IFAs to fight back after Fake signature ruling on claim
Written by Charlie Palmer on 20/12/2019

FCA fine firm just £91k for forging Client signatures

IFAs should no longer accept claims managed complaints with photocopied signatures without checking the facts.

On 18 December 2019, the First-tier Tribunal published a decision on Hall and Hanley Ltd (H&H), a claims management company (CMC), which focuses on claims for missold payment protection insurance (PPI).  This is a very important ruling for many IFAs who are plagued by fraudulent and false claims.

The tribunal upheld a fine of £91,000 imposed on H&H by the Claims Management Regulator (CMR), the former CMC regulator. The hearing for the tribunal was conducted by the FCA, which took over the regulation of CMCs on 1 April 2019.

The CMR found that, on 5 March 2019, H&H had breached rules, when reviewing a sample of 16 of H&H's client files, the CMR found that in eight of the files, clients' signatures on claim documentation (including letters of authority) had been copied without authorisation.  The CMR considered the unauthorized copying of clients' signatures, submitted by H&H to financial firms, to be a serious matter and considered H&H to have been negligent in failing to detect and prevent this conduct by one of its employees.

The tribunal concluded that H&H acted negligently in failing to provide proper training and supervision to its employees, and that the underlying matter was sufficiently serious to justify a financial penalty.

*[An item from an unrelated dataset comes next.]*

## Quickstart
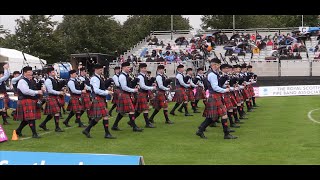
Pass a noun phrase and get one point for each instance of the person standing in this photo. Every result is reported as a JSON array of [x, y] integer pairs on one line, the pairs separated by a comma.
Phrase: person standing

To IFAC it seems to be little more than a slap on the wrist for blatant fraud.  Many IFAs have received claims with flimsy signatures attached to template complaint letters, often leading to suspicion of fraud, broken relationships and long running battles with the Financial Ombudsman.  The matter has caused misery, and frankly those directors should be in jail.  Until now there was little the IFA could do about the matter.  But this ruling changes everything. 

What can be done about it?  If you receive complaint letters which do not look genuine, or do not appear consistent with what your client has said to your face, then you should pass them to IFAC or immediately back to the customer, attaching this article, noting that fraud has been prevalent in this sector, and that you have a duty to check that client does want to complain about you and your firm.. 

So many signatures are on poor quality photocopied templates, that this ruling now gives you the moral authority to stand up and challenge the case, in the name of fraud prevention, where hitherto we were forced to accept the claim and action accordingly.  You should also check the FCA registration number of the claims firm, and if another IFA, you should report them if they don’t have claims management authorization.